Riyadh 11372 Saudi Arabia
PO 50
+966 1 4600111
+96614600116

----------


## survive

pantesan tadi sore akses gak bisa

gwa pikir di suspend beneran sama pihak hostingan

ealah malah di hijack

anyway 

bravo om beryl untuk kerja kerasnya

----------


## agent23

Mungkin ada nomor emergency oom dimana kita2x bisa menghubungi yang berwenang atas server ini kalo2x ada masalah lagi.
Kayak tadi saya mau coba buka ngk bisa bingung mau lapor ke siapa.
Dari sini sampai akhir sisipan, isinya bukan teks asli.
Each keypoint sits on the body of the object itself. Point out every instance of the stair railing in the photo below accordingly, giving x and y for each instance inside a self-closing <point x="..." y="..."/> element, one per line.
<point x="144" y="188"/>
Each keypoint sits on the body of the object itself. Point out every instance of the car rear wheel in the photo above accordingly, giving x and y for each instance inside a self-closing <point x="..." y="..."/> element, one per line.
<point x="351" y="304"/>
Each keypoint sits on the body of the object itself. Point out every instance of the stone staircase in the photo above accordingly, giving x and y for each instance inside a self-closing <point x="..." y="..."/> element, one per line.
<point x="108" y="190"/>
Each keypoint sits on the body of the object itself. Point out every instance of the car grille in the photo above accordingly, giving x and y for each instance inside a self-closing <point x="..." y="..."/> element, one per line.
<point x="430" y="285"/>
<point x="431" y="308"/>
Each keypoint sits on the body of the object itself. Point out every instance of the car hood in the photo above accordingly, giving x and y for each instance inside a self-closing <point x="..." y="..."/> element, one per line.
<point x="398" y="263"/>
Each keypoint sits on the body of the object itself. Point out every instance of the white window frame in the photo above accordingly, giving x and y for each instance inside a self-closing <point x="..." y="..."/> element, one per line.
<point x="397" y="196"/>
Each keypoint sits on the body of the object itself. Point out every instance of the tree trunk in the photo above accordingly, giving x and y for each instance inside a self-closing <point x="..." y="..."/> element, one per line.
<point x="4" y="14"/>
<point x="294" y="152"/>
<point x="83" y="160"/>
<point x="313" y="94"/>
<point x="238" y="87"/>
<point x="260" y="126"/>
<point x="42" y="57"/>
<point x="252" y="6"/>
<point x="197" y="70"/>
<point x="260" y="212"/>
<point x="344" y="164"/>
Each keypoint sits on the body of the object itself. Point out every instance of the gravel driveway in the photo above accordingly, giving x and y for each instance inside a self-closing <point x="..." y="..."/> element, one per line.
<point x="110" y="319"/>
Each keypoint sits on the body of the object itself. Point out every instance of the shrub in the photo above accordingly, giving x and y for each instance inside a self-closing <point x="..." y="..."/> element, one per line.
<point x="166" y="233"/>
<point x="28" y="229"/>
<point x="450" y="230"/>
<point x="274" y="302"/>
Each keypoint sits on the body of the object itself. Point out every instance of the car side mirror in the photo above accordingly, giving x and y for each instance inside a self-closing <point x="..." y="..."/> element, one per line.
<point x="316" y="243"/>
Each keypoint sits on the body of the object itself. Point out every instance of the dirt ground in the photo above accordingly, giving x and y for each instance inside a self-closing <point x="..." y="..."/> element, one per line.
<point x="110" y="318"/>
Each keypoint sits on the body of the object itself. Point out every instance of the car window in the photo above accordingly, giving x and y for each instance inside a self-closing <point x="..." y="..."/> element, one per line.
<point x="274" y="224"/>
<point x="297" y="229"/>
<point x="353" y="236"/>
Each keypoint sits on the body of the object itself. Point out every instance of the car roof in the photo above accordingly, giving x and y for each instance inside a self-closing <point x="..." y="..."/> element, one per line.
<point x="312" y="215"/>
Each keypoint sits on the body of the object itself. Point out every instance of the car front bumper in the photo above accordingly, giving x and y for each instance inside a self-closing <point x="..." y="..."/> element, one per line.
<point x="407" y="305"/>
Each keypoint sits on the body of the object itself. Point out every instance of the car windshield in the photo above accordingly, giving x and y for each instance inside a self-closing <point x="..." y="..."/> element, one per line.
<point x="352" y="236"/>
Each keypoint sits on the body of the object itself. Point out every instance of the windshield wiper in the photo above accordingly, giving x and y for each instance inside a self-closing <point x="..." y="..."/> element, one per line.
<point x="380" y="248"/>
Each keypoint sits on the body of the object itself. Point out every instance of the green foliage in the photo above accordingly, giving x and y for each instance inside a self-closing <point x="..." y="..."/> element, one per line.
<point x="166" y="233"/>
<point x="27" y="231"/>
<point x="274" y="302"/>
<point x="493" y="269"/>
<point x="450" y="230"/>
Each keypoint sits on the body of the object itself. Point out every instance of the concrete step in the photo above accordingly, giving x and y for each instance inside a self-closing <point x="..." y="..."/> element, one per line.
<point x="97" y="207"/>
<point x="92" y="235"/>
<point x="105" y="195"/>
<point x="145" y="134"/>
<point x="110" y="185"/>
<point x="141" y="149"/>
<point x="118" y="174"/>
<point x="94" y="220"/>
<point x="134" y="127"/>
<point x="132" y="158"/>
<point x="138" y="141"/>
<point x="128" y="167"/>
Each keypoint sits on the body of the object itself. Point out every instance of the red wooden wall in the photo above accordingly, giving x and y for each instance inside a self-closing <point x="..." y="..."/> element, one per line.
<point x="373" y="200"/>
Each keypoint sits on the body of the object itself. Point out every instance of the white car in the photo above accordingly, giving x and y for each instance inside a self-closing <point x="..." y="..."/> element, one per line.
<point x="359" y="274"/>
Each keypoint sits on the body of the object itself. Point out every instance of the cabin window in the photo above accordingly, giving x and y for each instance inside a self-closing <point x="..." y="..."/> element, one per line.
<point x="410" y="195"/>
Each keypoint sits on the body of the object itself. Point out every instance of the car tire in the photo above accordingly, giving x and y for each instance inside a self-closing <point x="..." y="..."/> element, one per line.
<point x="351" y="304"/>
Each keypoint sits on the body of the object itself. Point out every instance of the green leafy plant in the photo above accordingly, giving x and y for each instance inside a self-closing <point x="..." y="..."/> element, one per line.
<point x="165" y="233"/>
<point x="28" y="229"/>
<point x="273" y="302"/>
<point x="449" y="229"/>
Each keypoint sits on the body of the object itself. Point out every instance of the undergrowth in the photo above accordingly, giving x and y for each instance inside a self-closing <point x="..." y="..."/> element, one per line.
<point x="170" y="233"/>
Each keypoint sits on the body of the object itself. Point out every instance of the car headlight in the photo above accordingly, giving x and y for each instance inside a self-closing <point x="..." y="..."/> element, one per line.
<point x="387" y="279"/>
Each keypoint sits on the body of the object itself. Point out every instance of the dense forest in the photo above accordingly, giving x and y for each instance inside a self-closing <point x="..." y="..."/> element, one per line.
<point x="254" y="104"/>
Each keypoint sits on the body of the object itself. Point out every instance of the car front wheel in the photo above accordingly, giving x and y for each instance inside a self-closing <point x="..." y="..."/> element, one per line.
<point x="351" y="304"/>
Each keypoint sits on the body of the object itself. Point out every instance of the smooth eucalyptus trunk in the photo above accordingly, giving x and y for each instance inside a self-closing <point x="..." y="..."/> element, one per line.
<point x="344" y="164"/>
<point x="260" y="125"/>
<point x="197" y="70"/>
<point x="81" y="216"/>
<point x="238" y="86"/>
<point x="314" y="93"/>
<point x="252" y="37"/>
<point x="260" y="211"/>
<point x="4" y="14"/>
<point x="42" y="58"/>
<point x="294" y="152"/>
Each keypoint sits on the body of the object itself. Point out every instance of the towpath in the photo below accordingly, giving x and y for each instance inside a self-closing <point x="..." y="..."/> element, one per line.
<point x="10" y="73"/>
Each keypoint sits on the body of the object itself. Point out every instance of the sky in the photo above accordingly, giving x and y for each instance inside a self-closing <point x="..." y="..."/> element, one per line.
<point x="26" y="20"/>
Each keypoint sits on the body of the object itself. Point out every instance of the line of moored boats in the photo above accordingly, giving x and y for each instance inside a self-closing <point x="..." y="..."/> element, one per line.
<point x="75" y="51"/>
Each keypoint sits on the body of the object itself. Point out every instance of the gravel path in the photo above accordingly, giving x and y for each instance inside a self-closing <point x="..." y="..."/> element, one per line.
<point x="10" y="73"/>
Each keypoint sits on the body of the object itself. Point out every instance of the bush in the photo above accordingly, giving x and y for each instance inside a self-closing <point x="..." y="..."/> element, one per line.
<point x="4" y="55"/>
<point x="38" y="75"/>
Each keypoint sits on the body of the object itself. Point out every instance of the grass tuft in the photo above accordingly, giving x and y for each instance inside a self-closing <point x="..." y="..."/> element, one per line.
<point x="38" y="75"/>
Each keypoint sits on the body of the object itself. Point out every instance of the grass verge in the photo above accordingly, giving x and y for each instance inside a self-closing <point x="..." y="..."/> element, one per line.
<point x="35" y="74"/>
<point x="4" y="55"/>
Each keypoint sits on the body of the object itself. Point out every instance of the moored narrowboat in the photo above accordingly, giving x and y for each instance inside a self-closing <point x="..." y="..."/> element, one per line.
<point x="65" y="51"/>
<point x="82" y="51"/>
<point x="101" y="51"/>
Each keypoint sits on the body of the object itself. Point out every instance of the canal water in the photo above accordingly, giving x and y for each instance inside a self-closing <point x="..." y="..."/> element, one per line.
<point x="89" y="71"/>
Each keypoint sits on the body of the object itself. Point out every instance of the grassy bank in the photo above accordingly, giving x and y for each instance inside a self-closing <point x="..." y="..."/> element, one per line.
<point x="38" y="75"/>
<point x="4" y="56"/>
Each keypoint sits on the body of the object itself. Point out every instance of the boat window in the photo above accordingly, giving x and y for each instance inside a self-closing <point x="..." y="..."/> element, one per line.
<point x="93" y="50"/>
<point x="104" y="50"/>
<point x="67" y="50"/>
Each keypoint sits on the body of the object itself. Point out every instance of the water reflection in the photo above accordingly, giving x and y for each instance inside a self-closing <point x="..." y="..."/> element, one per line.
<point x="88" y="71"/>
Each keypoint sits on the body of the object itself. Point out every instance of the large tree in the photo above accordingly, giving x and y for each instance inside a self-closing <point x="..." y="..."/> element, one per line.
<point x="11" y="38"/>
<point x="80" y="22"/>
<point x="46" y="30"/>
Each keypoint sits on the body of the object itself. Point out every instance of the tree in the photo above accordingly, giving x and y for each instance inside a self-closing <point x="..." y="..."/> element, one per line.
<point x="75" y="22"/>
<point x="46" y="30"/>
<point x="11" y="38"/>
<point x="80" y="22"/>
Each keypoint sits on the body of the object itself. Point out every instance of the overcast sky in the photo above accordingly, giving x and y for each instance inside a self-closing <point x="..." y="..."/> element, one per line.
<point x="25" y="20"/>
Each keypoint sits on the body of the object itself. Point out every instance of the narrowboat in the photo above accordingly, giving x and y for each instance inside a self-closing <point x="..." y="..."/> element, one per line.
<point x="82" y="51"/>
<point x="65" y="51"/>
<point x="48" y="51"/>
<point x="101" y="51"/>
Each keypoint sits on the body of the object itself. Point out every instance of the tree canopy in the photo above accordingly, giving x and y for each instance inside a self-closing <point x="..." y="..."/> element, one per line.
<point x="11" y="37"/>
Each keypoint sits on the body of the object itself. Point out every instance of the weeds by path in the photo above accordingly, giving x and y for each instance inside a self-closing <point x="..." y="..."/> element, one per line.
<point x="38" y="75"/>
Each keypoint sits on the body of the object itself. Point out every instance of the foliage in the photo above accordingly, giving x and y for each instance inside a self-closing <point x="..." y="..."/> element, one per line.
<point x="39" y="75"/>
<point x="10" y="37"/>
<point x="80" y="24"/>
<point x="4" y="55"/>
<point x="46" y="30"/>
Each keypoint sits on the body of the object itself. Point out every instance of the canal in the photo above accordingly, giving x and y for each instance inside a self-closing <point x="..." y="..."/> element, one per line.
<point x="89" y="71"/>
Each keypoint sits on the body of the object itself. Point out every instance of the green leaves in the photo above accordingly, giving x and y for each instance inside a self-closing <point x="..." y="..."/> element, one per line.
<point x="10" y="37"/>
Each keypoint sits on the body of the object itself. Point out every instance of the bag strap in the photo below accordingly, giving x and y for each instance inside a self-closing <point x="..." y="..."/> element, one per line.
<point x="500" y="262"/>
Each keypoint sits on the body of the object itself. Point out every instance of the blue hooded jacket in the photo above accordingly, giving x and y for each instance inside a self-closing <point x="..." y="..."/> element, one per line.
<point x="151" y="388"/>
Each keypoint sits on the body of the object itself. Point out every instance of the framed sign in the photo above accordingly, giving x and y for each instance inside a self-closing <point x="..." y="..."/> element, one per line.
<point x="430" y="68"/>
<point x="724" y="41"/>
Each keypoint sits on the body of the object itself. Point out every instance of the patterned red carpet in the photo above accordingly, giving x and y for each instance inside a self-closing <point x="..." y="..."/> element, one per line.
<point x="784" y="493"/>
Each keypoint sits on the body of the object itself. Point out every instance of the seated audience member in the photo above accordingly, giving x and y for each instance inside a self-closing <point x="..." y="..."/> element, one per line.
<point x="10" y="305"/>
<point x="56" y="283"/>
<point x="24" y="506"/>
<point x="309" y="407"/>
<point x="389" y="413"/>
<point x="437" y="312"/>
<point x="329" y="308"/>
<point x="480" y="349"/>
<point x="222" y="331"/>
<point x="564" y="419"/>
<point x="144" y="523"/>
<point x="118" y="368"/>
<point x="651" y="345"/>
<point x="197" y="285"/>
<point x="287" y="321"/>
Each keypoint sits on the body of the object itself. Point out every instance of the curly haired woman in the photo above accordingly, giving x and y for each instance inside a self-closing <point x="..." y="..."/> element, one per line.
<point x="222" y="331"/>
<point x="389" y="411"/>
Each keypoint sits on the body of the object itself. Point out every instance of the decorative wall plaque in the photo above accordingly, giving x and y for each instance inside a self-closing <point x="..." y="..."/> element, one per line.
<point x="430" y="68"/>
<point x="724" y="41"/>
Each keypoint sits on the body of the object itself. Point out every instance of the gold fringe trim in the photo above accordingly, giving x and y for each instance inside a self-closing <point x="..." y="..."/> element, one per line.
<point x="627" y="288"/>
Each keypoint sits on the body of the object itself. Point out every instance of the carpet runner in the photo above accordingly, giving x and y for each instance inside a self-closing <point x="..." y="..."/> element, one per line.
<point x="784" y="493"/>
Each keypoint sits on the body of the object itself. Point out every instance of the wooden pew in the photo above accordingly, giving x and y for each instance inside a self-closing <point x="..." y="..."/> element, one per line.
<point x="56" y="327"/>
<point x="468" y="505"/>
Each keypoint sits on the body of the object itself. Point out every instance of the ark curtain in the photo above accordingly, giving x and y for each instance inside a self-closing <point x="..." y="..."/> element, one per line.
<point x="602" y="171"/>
Salut untuk oom beryl yang memanage server dari forum kita ini. TOPS  ::   ::  
Terima kasih.
Salam,  ::   ::

----------


## edwin

> Mungkin ada nomor emergency oom dimana kita2x bisa menghubungi yang berwenang atas server ini kalo2x ada masalah lagi.
> Kayak tadi saya mau coba buka ngk bisa bingung mau lapor ke siapa.
> 
> Salut untuk oom beryl yang memanage server dari forum kita ini. TOPS   
> Terima kasih.
> Salam,


setuju om... dan kalo bisa tanda2 di hijack itu seperti apa? jadi kita2 pada tau 
two tumbs up buat om beryl  ::

----------


## e-koi

Hebat om beryl atas kesigapannya. Mang pantas jadi super moderatornya kois. Saluuut


sempet kepikiran juga kemaren, jangan2 gw dibanned ma om victor neh xixixixi

----------


## h3ln1k

Good job bos   ::

----------


## rvidella

good job, om beryl

deface teh apa yah?

 ::

----------


## bhana

buat apa ya orang arab hijack forum koi indonesia...  ::  

mungkin cuma _fake ip address_...  ::  

salut sama om beryl dan om gom...  ::

----------


## iwan_makassar

Ya betul.......saya lagi On Line tiba2 muncul di Layar bendera Arab saudi dengan 2 pedang melintang dan kemudian "suspended", saya tidak tahu mau hubungi siapa karena saya tidak mengetahui satupun nomor HP pengurus teras KOI's. Saya hanya bisa menginfokan via SMS- dengan rekan2 makassar kalau KOI's kena "HACK"

----------


## beryl

> good job, om beryl
> deface teh apa yah?


Deface : merubah halaman depan pada sebuah web tanpa ijin dari pemilik, pelakunya biasa disebut "hacker" atau "cracker".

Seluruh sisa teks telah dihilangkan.